AWS Big Data Blog

Real-time in-memory OLTP and Analytics with Apache Ignite on AWS

February 9, 2024: Amazon Kinesis Data Firehose has been renamed to Amazon Data Firehose. Read the AWS What’s New post to learn more.

Babu Elumalai is a Solutions Architect with AWS

Organizations are generating tremendous amounts of data, and they increasingly need tools and systems that help them use this data to make decisions. The data has both immediate value (for example, trying to understand how a new promotion is performing in real time) and historic value (trying to understand the month-over-month revenue of launched offers on a specific product).

The Lambda  architecture (not AWS Lambda) helps you gain insight into immediate and historic data by having a speed layer and a batch layer. You can use the speed layer for real-time insights and the batch layer for historical analysis.

In this post, we’ll walk through how to:

  1. Build a Lambda architecture using Apache Ignite
  2. Use Apache Ignite to perform ANSI SQL on real-time data
  3. Use Apache Ignite as a cache for online transaction processing (OLTP) reads

To illustrate these approaches, we’ll discuss a simple order-processing application. We will extend the architecture to implement analytics pipelines and then look at how to use Apache Ignite for real-time analytics.

A classic online application

Let’s assume that you’ve built a system to handle the order-processing pipeline for your organization. You have an immutable stream of order documents that are persisted in the OLTP data store. You use Amazon DynamoDB to store the order documents coming from the application.

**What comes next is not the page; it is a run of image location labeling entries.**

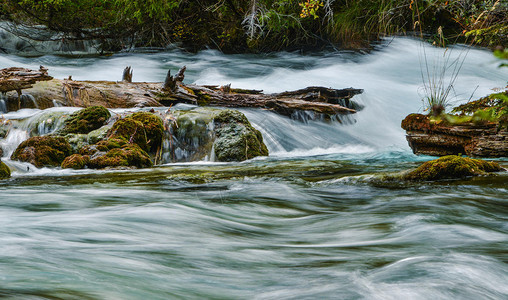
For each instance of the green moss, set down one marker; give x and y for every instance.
(236, 139)
(130, 155)
(86, 120)
(492, 108)
(451, 166)
(77, 141)
(416, 122)
(130, 130)
(43, 151)
(154, 129)
(5, 172)
(75, 161)
(98, 134)
(111, 143)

Below is an example order payload for this system:

{'BillAddress': '5719 Hence Falls New Jovannitown  NJ 31939', 'BillCity': 'NJ', 'ShipMethod': '1-day', 'UnitPrice': 14, 'BillPostalCode': 31939, 'OrderQty': 1, 'OrderDate': 20160314050030, 'ProductCategory': 'Healthcare'}

{'BillAddress': '89460 Johanna Cape Suite 704 New Fionamouth  NV 71586-3118', 'BillCity': 'NV', 'ShipMethod': '1-hour', 'UnitPrice': 3, 'BillPostalCode': 71586, 'OrderQty': 1, 'OrderDate': 20160314050030, 'ProductCategory': 'Electronics'}

Here is example code that I used to generate sample order data like the preceding and write the sample orders  into DynamoDB.

The illustration following shows the current architecture for this example.

Your first analytics pipeline

Next, suppose that business users in your organization want to analyze the data using SQL or business intelligence (BI) tools for insights into customer behavior, popular products, and so on. They are considering Amazon Redshift for this. Amazon Redshift is a fast, fully managed, petabyte-scale data warehouse that makes it simple and cost-effective to analyze all your data using ANSI SQL or your existing business intelligence tools.

To use this approach, you have to build a pipeline that can extract your order documents from DynamoDB and store them in Amazon Redshift. Let’s look at the components we can use to build this pipeline:

  • DynamoDB Streams captures a time-ordered sequence of item-level modifications in any DynamoDB table and stores this information in a log for up to 24 hours. Applications can access this log and view the data items as they appeared before and after they were modified, in near real time.
  • AWS Lambda lets you run code without provisioning or managing servers.
  • Amazon Kinesis Firehose can capture and automatically load streaming data into Amazon S3 and Amazon Redshift, enabling near real-time analytics with existing business intelligence tools and dashboards.

You can connect DynamoDB Streams, Lambda, and Amazon Kinesis Firehose to build a pipeline that continuously streams data from DynamoDB to Amazon Redshift:

  1. Create your Amazon Redshift cluster in a VPC in the Amazon VPC service.
  1. Create your order tables in the Amazon Redshift cluster. For reference, use the example Create Table statement following.
create table orderdata(orderid varchar(100), orderdate bigint,ShipMethod varchar(10),BillAddress varchar(200),BillCity varchar(50), BillPostalCode int, OrderQty int, UnitPrice int, productcategory varchar(200))distkey(orderid) sortkey(orderdate,productcategory);

3.   Create a delivery stream in Amazon Kinesis Firehose that delivers incoming events to Amazon Redshift.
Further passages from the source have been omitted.